Measuring GEO Performance
GEO is still an emerging discipline and measurement is imperfect, but there are practical proxies:
- 1Run weekly brand query tests across ChatGPT, Perplexity, Claude, and Gemini — track when and how your brand appears
- 2Monitor referral traffic from AI tools in GA4 (perplexity.ai, chat.openai.com, etc.)

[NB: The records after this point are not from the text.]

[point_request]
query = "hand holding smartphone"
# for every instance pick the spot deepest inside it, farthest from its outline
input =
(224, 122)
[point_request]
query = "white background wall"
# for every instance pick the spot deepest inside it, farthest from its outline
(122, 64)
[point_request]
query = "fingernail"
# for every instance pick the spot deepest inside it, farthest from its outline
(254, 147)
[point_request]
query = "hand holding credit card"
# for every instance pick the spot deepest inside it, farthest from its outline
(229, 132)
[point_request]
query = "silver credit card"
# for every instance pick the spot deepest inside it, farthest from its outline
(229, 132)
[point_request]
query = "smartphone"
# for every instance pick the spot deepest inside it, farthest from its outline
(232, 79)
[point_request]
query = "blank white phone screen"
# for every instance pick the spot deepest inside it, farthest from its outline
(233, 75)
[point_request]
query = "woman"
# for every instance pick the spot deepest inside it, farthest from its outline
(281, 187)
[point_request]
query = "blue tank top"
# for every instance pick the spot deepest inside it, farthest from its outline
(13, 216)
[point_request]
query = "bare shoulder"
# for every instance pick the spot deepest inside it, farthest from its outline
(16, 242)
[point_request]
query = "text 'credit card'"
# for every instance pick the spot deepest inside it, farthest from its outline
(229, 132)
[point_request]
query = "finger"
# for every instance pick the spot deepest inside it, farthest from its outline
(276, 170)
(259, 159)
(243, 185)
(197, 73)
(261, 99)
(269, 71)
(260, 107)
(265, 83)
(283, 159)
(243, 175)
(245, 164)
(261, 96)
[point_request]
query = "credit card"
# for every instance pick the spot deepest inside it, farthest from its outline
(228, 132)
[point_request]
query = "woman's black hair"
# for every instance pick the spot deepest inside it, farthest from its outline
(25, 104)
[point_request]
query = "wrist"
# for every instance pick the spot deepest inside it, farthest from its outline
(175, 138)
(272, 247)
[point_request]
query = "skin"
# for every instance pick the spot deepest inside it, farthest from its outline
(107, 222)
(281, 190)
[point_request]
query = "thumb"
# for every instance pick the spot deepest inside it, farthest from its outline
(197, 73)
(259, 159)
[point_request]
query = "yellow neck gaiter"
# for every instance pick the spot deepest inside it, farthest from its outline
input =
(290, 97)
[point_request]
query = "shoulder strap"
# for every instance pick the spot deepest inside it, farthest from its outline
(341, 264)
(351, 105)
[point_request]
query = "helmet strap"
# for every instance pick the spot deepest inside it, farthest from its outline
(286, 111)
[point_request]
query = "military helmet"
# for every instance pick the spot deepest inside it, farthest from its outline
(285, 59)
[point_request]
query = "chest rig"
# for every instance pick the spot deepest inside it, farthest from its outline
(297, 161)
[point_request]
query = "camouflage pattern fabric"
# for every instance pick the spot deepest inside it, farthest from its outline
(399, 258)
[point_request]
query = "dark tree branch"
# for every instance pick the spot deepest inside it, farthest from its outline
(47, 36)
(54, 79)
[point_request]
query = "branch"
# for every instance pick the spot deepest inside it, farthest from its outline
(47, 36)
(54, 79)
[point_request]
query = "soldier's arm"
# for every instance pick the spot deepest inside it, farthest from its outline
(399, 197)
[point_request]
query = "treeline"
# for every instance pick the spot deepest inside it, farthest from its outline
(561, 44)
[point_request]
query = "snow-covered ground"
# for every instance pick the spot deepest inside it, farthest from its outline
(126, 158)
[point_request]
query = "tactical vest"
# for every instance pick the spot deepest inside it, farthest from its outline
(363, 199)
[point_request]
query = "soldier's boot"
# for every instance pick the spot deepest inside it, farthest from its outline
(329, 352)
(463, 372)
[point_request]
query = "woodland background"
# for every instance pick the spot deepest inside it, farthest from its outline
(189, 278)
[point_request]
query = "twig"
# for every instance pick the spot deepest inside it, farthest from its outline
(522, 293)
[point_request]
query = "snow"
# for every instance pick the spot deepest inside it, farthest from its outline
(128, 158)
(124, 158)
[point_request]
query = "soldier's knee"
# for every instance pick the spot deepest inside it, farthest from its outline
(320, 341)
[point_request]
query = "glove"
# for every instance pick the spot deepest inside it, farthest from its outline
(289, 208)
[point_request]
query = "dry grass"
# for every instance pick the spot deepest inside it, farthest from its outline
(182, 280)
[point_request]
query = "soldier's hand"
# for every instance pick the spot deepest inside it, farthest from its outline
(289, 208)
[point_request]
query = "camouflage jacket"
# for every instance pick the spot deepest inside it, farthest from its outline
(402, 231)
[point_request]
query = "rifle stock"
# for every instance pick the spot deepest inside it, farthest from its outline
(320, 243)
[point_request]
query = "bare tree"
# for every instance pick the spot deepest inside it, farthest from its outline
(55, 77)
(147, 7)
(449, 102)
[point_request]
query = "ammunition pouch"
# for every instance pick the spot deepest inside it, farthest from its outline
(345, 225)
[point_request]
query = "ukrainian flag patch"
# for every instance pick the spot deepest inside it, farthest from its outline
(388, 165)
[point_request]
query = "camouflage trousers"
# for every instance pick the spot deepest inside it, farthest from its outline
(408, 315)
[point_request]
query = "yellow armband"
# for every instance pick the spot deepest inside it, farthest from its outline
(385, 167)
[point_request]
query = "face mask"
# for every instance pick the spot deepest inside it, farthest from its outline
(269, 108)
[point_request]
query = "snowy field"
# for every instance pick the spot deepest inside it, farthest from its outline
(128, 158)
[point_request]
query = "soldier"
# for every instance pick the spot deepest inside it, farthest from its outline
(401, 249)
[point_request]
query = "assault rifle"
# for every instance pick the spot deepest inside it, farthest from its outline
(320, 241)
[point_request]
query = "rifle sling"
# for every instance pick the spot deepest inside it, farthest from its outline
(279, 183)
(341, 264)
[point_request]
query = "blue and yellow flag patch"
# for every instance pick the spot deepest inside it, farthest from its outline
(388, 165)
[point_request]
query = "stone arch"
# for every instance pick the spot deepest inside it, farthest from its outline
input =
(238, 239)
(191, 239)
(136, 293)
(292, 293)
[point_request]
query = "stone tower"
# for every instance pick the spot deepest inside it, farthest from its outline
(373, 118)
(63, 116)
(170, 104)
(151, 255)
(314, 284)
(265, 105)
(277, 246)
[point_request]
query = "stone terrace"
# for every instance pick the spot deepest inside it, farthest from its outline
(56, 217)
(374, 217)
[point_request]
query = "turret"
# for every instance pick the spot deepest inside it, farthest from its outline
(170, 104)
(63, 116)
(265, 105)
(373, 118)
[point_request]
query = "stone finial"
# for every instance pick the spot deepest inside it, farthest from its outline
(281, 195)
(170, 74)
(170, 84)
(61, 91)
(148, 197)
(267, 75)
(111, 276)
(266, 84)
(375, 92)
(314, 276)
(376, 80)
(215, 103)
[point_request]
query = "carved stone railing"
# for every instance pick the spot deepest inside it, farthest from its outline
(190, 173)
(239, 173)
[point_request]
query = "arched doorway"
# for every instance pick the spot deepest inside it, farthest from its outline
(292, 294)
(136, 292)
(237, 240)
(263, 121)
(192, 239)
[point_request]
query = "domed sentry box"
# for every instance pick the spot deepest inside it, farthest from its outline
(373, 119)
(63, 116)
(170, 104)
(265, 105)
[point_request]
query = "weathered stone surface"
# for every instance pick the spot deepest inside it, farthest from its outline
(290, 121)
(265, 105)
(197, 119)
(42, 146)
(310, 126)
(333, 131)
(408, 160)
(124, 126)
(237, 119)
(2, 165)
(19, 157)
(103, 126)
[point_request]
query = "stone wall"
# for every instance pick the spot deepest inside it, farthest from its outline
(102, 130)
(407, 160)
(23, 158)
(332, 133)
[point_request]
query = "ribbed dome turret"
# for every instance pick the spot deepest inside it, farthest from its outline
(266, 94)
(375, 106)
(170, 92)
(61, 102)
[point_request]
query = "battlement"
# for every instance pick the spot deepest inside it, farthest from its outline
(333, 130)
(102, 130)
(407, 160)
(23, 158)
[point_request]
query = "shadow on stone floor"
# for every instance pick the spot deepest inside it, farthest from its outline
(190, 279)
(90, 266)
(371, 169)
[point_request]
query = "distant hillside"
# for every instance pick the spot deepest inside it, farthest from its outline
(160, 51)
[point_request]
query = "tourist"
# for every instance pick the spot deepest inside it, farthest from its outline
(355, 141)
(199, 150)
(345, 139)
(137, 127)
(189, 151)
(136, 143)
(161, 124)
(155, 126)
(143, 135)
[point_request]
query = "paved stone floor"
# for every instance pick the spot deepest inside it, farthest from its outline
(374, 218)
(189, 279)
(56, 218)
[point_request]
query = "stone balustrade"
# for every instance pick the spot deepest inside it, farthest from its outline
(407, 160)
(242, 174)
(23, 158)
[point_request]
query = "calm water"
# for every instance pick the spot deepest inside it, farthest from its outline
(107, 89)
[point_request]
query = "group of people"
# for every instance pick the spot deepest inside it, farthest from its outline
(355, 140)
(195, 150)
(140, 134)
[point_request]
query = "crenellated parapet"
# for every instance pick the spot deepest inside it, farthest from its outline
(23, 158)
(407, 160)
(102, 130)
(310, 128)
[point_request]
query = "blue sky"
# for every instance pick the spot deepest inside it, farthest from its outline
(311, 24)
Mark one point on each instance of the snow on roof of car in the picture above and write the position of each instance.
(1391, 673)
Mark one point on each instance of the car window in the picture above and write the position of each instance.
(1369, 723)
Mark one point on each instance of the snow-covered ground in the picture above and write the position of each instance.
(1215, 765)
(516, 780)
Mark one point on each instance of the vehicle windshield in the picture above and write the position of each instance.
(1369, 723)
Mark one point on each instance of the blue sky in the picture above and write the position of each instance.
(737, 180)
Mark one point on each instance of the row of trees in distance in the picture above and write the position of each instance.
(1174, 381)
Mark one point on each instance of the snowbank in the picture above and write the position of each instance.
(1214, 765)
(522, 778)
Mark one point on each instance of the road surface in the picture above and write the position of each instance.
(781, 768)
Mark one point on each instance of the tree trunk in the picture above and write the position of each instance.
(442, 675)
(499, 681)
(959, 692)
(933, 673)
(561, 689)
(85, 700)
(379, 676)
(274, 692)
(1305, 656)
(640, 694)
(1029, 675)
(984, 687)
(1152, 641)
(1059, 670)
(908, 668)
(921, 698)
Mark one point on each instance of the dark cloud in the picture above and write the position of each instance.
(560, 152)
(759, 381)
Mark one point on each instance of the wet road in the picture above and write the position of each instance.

- 3Track brand search volume as a proxy for LLM-driven discovery
- 4Use tools like Semrush's AI Overview tracker or dedicated GEO monitoring platforms as they emerge
- 5Survey new customers on how they discovered you — "AI recommendation" is becoming a common response
GEO isn't a separate strategy — it's the natural evolution of content and link building for an AI-first discovery landscape. Start now: audit your brand's entity presence, restructure your best content for quotability, and build links on the sources LLMs actually cite.